Karena ia mengaduh begitu keras dan lagi-lagi membuat suara berisik, sang
dayyah pun memarahinya. Terkadang memukul paha dan bokong sang ibu. Ah,
kasarnya dayyah itu. Mengejan pertama dan kedua, bayinya masih belum keluar.
Hingga ejan yang ketiga, bayinya pun keluar. Namun, ah! Tali pusat bayi melilit
agak kencang pada leher sang bayi. Aku yang melihat di samping pun miris.

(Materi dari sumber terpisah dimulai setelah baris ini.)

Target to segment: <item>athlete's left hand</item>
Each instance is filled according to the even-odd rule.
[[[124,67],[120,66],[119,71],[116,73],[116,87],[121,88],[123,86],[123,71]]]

Ketika secepat mungkin dayyah menolong dengan memutar dan melonggarkan tali
pusat yang melilit dan memotongnya. Pertolongan selanjutnya yang hampir sama
ketika bayiku keluar pun mereka lakukan. Menepuk-nepuk keras punggung sang bayi
untuk merangsang bayi agar menangis. Tak berhasil dengan cara itu, sang bayi
dimasukkan selang untuk mengeluarkan cairan- cairan ketuban yang didiagnosis
banyak masuk ke dalam tubuhnya. Tak juga berhasil. Hingga, ah! Miris
sebenarnya, sang dayyah mencoba menggoyang-goyangkan tubuh sang bayi dengan
membalikkan tubuh sang bayi, kepala di bawah, kaki di atas, diguncang-guncang.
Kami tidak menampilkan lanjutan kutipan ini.